EL TEMOR DE LA BONDAD
Todos han experimentado ese temor en el orden físico. No tememos a la bondad misma, pero sí al dolor que es su precio. Se teme la extracción de un diente y una operación médica, porque los buenos efectos que deseamos no aparecerán si no hemos pasado por un momento o un espacio de tiempo en el que hemos de sufrir.
De una manera semejante, el bien espiritual puede ser temido porque demandará un desenraizamiento doloroso de lo que es malo.
Como algunos se acostumbran a vivir en la suciedad, así otros se acostumbran al pecado; y como algunos temen limpiar sus casas y habitaciones, así temen otros la Confesión.
Este temor de la Bondad se halla presente en muchos niveles o estados de la vida espiritual.
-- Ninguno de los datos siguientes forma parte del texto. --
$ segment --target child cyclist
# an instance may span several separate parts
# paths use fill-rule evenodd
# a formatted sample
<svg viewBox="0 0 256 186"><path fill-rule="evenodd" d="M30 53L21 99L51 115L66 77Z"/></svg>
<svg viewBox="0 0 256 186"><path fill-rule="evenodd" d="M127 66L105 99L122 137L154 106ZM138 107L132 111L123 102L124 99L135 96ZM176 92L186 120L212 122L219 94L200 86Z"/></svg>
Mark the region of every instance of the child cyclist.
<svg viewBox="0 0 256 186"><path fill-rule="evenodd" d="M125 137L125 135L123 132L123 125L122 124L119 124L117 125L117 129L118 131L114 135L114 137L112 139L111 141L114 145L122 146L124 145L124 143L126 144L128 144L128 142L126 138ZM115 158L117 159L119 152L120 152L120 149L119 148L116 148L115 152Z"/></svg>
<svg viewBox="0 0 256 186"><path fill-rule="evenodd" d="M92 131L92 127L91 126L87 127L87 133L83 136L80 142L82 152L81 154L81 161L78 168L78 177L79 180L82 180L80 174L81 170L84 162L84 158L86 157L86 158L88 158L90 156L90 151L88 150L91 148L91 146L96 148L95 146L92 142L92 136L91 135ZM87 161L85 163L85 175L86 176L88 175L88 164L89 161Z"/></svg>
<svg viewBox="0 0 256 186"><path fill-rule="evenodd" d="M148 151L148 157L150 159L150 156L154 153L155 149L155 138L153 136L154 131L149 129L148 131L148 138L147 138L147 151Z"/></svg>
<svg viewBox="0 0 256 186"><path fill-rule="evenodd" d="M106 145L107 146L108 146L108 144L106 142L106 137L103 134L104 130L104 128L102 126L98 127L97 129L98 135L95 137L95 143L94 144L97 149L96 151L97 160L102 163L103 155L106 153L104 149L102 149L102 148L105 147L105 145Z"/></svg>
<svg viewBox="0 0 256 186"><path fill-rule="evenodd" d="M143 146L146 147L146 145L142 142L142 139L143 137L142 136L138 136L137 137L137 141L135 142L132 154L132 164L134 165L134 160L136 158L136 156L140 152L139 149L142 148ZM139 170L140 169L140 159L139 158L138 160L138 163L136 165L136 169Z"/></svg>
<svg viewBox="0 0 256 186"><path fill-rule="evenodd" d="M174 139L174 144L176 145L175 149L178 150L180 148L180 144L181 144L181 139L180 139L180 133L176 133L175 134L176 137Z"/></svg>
Siempre que hay algo que deba ser rendido y entregado, sea algo pecaminoso o que lleva al pecado, como el orgullo, la lujuria, la avaricia, o algo sólo medianamente egoísta… entonces el alma se muestra renuente a tener que hacer estos sacrificios éticos y morales que demanda la religión. Dios es temido porque es la Bondad, y la Bondad no tolera imperfecciones en nosotros. Si Dios fuera de mentalidad ancha y cómoda acerca de que fuéramos injustos con el prójimo, o fuera tolerante acerca del divorcio y nos autorizara un segundo y tercer matrimonio, entonces nadie temería a ese amable y paciente abuelo, Dios. Pero el alma se distancia de un Dios que no puede ser engañado, ni sobornado, lo teme, no porque no sea bueno, sino porque es demasiado bueno, porque es la Bondad misma.
Dios nos ama demasiado para dejarnos que estemos confortablemente en nuestros pecados. Vemos que el violinista, precisamente porque desea obtener los mejores sonidos de su violín, estira las cuerdas con disciplina dolorosa hasta que producen la nota perfecta.
Si Nuestro Señor fuera liberal con nuestros pecados y los tomara ligeramente, nunca habría sido sentenciado a la muerte de la cruz. Tuvo por lo menos cinco buenas oportunidades para dejarnos como nos hallábamos: pudo haberse plegado a los fariseos o cortejado a los herodianos, también pudo haber renunciado a su Autoridad Divina ante Pilatos, o haber hablado ante el malvado Herodes o finalmente, haber descendido de la Cruz en lugar de pagar en ella la pena de muerte por los pecados. No ha de maravillar que, ante esa persistente y resuelta Bondad, los que se hallaban cerca de la Cruz exclamaran: “Desciende, desciende de la Cruz y creeremos”. Querían una Cruz sin un Crucificado, un Maestro pero no un Salvador, un Púlpito pero no un Confesionario, una Comunión, pero nunca un Sacrificio.
La Bondad demanda que seamos perfectos, y nada inferior satisfará a Dios. El pensamiento de los grandes cambios que eso exigirá en nosotros, es capaz de asustar. Tememos al dolor más de lo que queremos la curación que traerá consigo.